2.4.90. Pre: Parties counsels.
Order In view of the statement of Sh. K.K. Jain, Law Officer of the respondent and of the ld. counsels for parties the petition stands disposed of accordingly, as the respondent is stated to have appointed/nominated Sh. B.K. Madan, the Chief General Manager (Finance) of the respondent as sole arbitrator in the matter in question to decide the disputes as per law. I leave the parties to bear their own costs of these proceedings. File be consigned to record room.
Announced in open court. on 2/4/90.
(R.K. Tewari) Addl. Distt. Judge:
Delhi
6. Since there was a dispute about the scope of the reference itself, the letters dated 15.3.1990 and the sanction dated 9.3.1990 appointing the arbitrator were called for.

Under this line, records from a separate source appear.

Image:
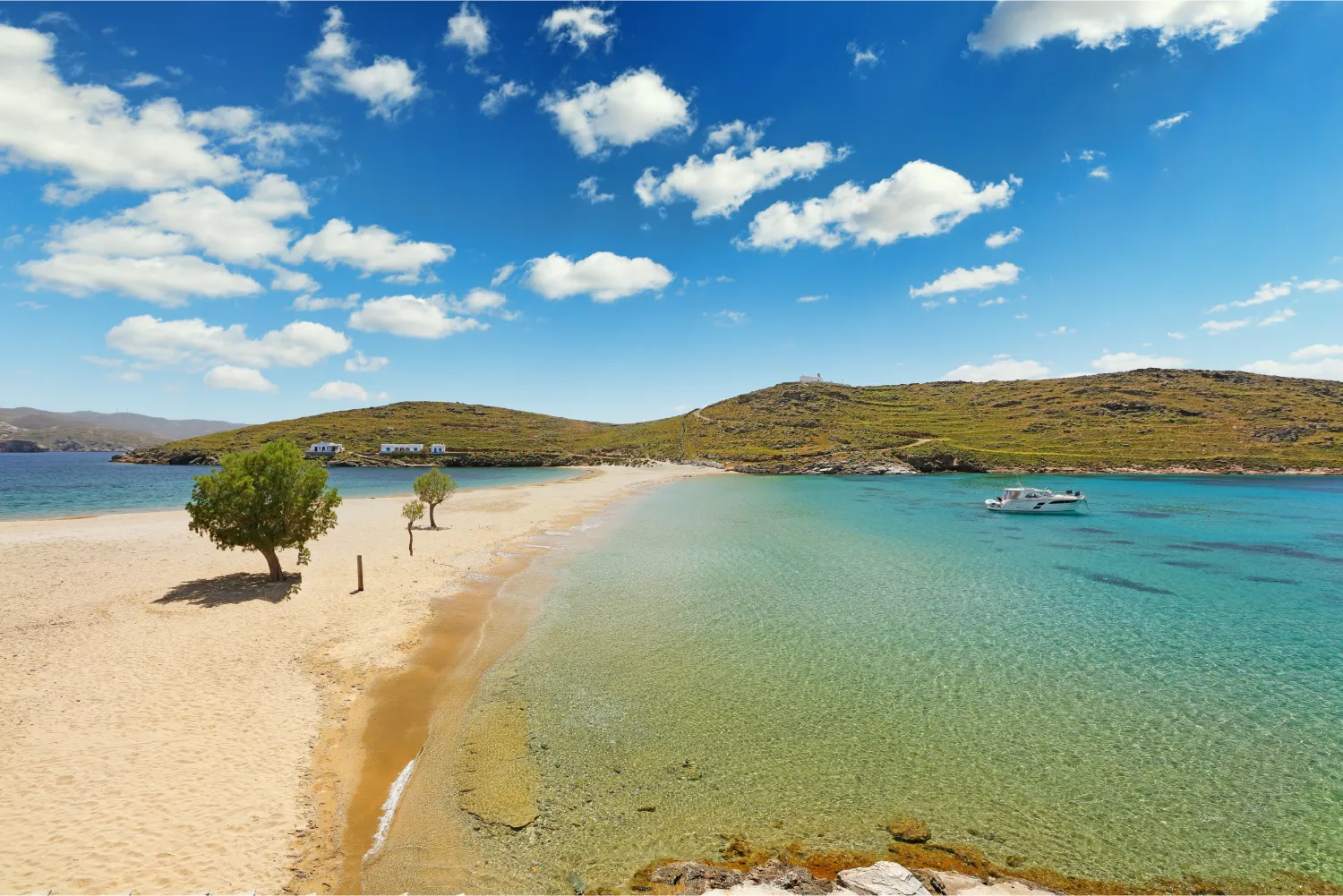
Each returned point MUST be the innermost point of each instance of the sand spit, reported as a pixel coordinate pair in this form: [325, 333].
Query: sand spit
[160, 703]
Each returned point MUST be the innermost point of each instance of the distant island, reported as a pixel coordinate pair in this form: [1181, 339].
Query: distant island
[1141, 421]
[30, 430]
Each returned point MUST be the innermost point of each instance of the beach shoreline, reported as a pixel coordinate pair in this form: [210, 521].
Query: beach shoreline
[167, 711]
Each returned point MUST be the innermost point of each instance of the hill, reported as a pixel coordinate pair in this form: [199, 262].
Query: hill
[1152, 419]
[30, 429]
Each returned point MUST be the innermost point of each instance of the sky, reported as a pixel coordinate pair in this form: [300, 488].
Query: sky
[254, 209]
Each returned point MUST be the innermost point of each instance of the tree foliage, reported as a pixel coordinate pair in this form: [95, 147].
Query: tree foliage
[432, 490]
[265, 501]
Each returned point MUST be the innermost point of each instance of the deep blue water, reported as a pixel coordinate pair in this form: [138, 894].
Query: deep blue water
[85, 482]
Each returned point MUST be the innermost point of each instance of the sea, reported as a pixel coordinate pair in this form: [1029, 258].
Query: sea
[62, 484]
[1151, 688]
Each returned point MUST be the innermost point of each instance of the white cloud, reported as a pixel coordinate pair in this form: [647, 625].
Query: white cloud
[580, 26]
[338, 391]
[963, 278]
[496, 99]
[735, 132]
[588, 190]
[193, 341]
[363, 364]
[501, 274]
[1166, 124]
[166, 279]
[1278, 317]
[1330, 368]
[921, 199]
[293, 281]
[723, 184]
[1119, 362]
[312, 303]
[370, 249]
[413, 317]
[1004, 238]
[1214, 328]
[1002, 367]
[91, 132]
[238, 378]
[1321, 285]
[1018, 24]
[141, 80]
[631, 109]
[862, 56]
[603, 276]
[467, 30]
[389, 85]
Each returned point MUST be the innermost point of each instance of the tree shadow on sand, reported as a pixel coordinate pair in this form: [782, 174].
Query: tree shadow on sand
[235, 587]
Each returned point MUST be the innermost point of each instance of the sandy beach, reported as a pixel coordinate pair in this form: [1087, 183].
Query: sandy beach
[161, 704]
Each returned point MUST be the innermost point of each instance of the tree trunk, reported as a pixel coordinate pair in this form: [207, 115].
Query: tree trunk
[273, 562]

The letter dated 15.3.1990 refers to a decision of the Chairman-cum-Managing Director of the respondent vide his order dated 9.3.1990 nominating and appointing Shri B.K. Madan as the Sole Arbitrator. 9.3.1990 is actually the decision of the CMD on a note put up regarding the subject matter of dispute. The note is dated 15.12.1989 which discusses the issue of the order being placed, the supply being completed by 7.6.1985 and the decision to impose liquidated damages for delay in supply of material for Rs.74,172.02. An internal committee of the respondent had given a recommendation that the liquidated damages imposed for delay in supply should not be waived off but the matter was being followed up by the petitioner by calling upon the respondent vide letter dated 15.7.1989 and reminder dated 27.9.1989 for the appointment of the Arbitrator. Since the appointment of the Arbitrator needed the approval of the CMD, the CMD was directed to nominate the Arbitrator. The CMD so appointed Shri Madan as the Arbitrator for the case.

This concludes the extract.